La pureté évoquée par Jésus est un accomplissement. Elle intègre les prescriptions de la loi de Moïse, car elle nous ouvre la pleine communion avec Dieu. Elle est aussi une nouveauté car c’est Dieu lui-même qui nous y plonge. Nous n’avons plus à nous laver de souillures extérieures, mais à coopérer à cette grâce initiale proposée ce soir : renouveler le don de nous-même en laissant Jésus nous laver. En plongeant ce soir dans les Trois Jours Saints, nous consentons, comme Pierre, à « lui présenter notre corps » (Rm 12,1) pour nous laisser transformer tout entier.
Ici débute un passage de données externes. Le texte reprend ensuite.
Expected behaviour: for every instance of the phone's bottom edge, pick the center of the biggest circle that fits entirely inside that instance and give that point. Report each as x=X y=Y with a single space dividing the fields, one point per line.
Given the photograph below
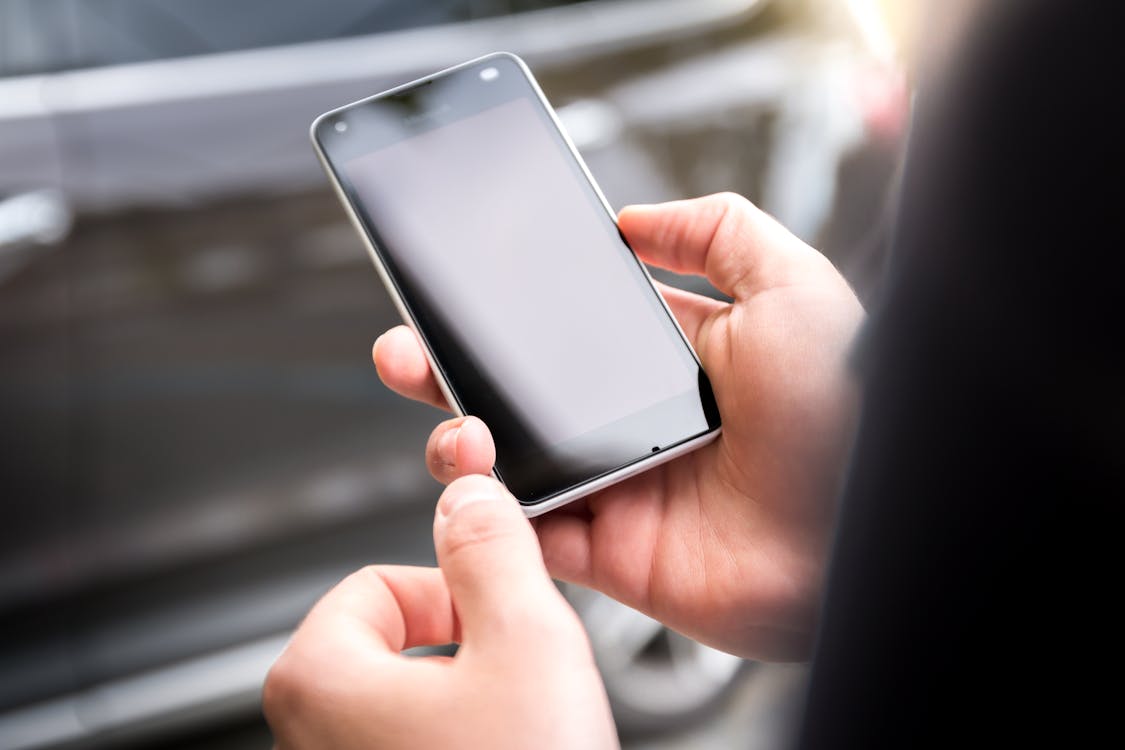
x=620 y=475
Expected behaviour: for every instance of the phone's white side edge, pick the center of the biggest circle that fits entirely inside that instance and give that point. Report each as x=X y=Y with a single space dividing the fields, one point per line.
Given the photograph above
x=385 y=276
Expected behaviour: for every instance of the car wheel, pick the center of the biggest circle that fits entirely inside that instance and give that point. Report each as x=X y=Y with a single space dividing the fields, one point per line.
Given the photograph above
x=656 y=678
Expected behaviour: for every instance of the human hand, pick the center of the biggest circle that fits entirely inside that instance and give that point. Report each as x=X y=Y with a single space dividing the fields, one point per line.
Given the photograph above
x=726 y=544
x=523 y=676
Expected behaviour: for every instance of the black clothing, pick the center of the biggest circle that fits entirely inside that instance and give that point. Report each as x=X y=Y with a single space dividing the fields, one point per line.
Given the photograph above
x=972 y=590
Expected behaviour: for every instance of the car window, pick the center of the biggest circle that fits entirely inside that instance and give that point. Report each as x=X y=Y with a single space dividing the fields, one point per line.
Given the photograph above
x=38 y=36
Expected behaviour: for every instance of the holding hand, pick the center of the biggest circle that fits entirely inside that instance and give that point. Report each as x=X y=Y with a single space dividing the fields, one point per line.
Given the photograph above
x=726 y=544
x=523 y=677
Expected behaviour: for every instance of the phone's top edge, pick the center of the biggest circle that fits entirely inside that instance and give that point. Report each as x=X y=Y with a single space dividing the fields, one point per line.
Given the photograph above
x=419 y=81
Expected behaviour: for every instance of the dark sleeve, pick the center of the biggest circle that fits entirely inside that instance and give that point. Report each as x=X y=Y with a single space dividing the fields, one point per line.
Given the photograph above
x=973 y=589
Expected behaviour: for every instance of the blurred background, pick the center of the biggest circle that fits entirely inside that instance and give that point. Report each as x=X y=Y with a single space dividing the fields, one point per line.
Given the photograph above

Cela nous permet de relire la belle lecture de la veillée pascale :
Lecture de la lettre de saint Paul apôtre aux Romains
Frères, nous tous qui par le baptême avons été unis au Christ Jésus, c’est à sa mort que nous avons été unis par le baptême. Si donc, par le baptême qui nous unit à sa mort, nous avons été mis au tombeau avec lui, c’est pour que nous menions une vie nouvelle, nous aussi, comme le Christ qui, par la toute-puissance du Père, est ressuscité d’entre les morts.
Car, si nous avons été unis à lui par une mort qui ressemble à la sienne, nous le serons aussi par une résurrection qui ressemblera à la sienne. Nous le savons : l’homme ancien qui est en nous a été fixé à la croix avec lui pour que le corps du péché soit réduit à rien, et qu’ainsi nous ne soyons plus esclaves du péché.
Car celui qui est mort est affranchi du péché.
Et si nous sommes passés par la mort avec le Christ, nous croyons que nous vivrons aussi avec lui. Nous le savons en effet : ressuscité d’entre les morts, le Christ ne meurt plus ; la mort n’a plus de pouvoir sur lui. Car lui qui est mort, c’est au péché qu’il est mort une fois pour toutes ; lui qui est vivant, c’est pour Dieu qu’il est vivant. De même, vous aussi, pensez que vous êtes morts au péché, mais vivants pour Dieu en Jésus Christ.